首藤監督「例えば𠮷田恵輔監督の映画『机のなかみ』(2007年)だったり、色んな映画のカラオケのシーンが大好きで。スクールカーストで違うところにいる女の子同士でカラオケに行って、曲の趣味が合わない感じだとか、緊張して歌う感じだとかを映したいなと思って入れたシーンです。(2人が歌っている曲は)愛らしい曲(あいみょん「ふたりの世界」)、美雪らしい曲(JUDY AND MARY「散歩道」)を選んでいます。ここはすごく楽しかったです(笑)」。
山田杏奈は「意識外の部分が面白い」
キャスティングについて、愛役は達観していない10代の若い役者に演じてもらいたいという首藤監督の希望があった。実際に愛を演じた山田杏奈は撮影当時10代だったといい、“10代最後のメモリアル的作品”にもなっている。
首藤監督「山田さんは芸歴も長くて、基本的にとてもしっかりしていて大人びた方という印象ですが、たまにものすごく眠そうなときがあったり、クランクイン前にPCR検査を受けた際、自分の検査が早く終わったことをなぜか少し自慢げにしていたりとお茶目なところもあって(笑)。そういうたまに無意識ではみ出してくるところがすごく面白くて、可愛い方でした。山田さん演じる愛は自分で自分を演じている子なので、そういった意識外の“アンコントロールな部分”が見えてくると面白いし、そういうところが映るといいなと思っていました」。
意識外の部分に山田の魅力を感じた首藤監督は、続けて山田の“顔”についても絶賛。
首藤監督「山田さんの顔は、役者としてすごく“面白い”。顔の筋肉の動きが面白いというか、撮る角度によって全く違った表情に見えるんです。すごく幼くも見えるし大人っぽくも見えて、そういう意味でちぐはぐな顔をされていて、キャリー・マリガンさんみたいだなと思います。特に本人の“意識外の顔”は面白くて、ずっと見てしまうという感じでした。例えば、山田さんは自転車に乗るのが苦手だったのでそのシーンは(役というより)自転車に集中していたと思うのですが、そのときの顔とかですね。ちなみに自転車は撮影期間中で少し上達していました(笑)」。
そんな山田にとって、今回演じた愛は“理解できない存在”。首藤監督の「わからないまま演じてほしい」という要望を受け入れ、見事に応えた山田には監督もやはり感心するよりほかはなかった。
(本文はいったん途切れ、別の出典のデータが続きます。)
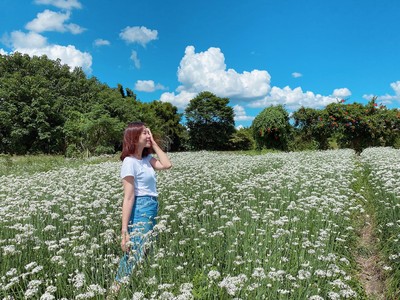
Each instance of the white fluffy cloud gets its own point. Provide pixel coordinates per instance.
(140, 35)
(21, 39)
(206, 71)
(101, 42)
(240, 114)
(294, 98)
(388, 99)
(296, 75)
(180, 100)
(148, 86)
(64, 4)
(341, 93)
(135, 59)
(35, 44)
(53, 21)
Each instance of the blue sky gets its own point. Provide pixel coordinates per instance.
(256, 52)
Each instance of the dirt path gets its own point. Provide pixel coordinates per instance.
(370, 264)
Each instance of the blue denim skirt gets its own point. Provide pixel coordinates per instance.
(140, 227)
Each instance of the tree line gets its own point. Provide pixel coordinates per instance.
(45, 107)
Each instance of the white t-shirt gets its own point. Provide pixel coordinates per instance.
(143, 173)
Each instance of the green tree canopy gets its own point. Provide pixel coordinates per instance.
(271, 128)
(45, 107)
(210, 122)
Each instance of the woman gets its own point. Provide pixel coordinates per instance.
(140, 205)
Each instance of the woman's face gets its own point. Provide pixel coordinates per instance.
(144, 138)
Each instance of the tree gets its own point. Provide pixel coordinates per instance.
(169, 124)
(271, 128)
(310, 129)
(242, 139)
(210, 122)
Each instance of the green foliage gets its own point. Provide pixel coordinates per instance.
(210, 122)
(169, 123)
(271, 128)
(361, 126)
(242, 139)
(45, 107)
(311, 132)
(355, 126)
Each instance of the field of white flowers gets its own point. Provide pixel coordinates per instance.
(230, 226)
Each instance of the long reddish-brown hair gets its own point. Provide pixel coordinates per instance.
(131, 138)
首藤監督「山田さんはしっかりした方なので『監督の思う“愛”像を演じたい』というのがおそらくあって、そこにはずっと葛藤があったのではないかと思います。それでも山田さんは途中から“わからないまま演じる”ことも受け入れてくださって、すごい役者さんだなと思いましたね」。
“世代の人”にも“世代ではない人”にも
「面白がって観ていただきたい」
人生で色々なことが起こる前に「ひらいて」に出会い感銘を受け、「自分にもいつかこんなことが起きるのかもしれない」と予感したという首藤監督。そんな若い世代にはもちろん、そうではない人にも観てほしいと語った。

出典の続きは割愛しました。